Andrei Alexander Anton
3rd -28th MARCH
PV Thursday 5th 6.30-8.30
Way Out is the inaugural exhibition of Romanian born artist Andrei Alexander Anton - a selftaught artist who uses his painting as a form of expression and escapism, producing what can be described as a modern medley of styles. Born in Timioara, Romania he studied Development and Public Construction and had little exposure to art growing up. His interest art and his figural subjects is informed by his travels and experiences throughout Europe.
His work defies strict formal conventions of artistic practice; pushing the boundaries of material aptitude in an expression of abstracted thoughts and feelings. A. A. Anton’s mixed media masterpieces are the product of two years experimentation with different styles and painting materials.
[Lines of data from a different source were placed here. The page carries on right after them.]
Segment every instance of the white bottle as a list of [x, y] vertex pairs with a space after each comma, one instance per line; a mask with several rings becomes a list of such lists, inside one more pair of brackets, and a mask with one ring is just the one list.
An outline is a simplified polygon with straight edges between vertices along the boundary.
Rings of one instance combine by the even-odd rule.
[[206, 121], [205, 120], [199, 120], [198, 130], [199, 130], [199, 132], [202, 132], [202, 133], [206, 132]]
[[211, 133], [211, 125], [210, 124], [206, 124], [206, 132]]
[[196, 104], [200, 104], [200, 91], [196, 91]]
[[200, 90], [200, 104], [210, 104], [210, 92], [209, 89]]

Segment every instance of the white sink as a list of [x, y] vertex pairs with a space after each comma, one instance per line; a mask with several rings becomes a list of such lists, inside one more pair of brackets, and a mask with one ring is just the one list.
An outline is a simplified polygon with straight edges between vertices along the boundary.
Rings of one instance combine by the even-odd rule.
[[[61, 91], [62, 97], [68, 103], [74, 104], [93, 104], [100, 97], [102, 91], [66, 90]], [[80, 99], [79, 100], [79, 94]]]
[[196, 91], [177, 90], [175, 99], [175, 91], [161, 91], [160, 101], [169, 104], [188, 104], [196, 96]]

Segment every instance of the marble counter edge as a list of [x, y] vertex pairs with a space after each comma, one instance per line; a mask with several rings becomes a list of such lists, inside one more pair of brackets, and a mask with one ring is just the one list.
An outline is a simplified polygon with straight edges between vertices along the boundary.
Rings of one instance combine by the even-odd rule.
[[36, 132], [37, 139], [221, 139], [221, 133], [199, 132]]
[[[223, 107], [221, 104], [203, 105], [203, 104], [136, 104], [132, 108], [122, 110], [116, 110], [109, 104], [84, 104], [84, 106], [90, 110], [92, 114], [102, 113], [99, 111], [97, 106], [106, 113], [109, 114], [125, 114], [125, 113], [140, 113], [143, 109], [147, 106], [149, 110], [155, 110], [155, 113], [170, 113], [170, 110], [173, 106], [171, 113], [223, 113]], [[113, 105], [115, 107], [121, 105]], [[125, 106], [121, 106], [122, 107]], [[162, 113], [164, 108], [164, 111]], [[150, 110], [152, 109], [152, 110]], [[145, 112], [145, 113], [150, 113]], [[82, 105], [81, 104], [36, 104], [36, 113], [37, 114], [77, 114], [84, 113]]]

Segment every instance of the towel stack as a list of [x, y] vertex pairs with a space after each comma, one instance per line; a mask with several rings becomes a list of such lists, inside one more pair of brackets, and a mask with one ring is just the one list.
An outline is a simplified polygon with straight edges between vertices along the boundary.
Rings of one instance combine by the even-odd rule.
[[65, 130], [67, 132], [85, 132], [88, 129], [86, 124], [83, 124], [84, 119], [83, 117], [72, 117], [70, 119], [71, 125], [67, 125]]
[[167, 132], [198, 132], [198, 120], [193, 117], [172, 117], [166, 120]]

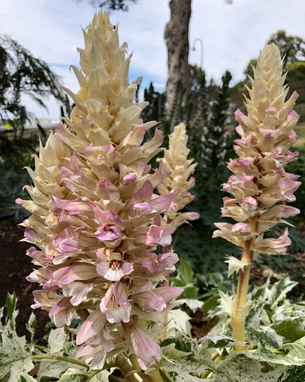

While the majority of his work is painted using acrylic and glue, he often tests the compatibility of mediums such as oils, spray paint, pen, and charcoal. This experimentation facilitated A. A. Anton’s profound connection to and understanding of his materials, shown in the rawness of his style and sound application of colour. Often surprised by the choices he makes throughout the creative process, the intrigue for him as an artist lies in the inexactitude of his painting technique.
This exhibition showcases the current developments of A. A. Anton’s style with the certainty of future growth and style evolution given the works’ highly experimental nature. Themes of nudity and the female face command his attention for the challenge they present in their representation through painting, facilitating his drive as an artist to constantly test his technical abilities. Painting from real life references grounds his subject matter in reality, but the enjoyment of the painting process for him is in the complete release of his inhibitions; letting his mind design the finished composition in an almost meditative flow of ideas.
Although A. A. Anton might describe his artistic journey as a series of chance happenings, his absence of formal training frees him from the accurate expression of forms as they are perceived, allowing him to visually conceive a true perception of all things.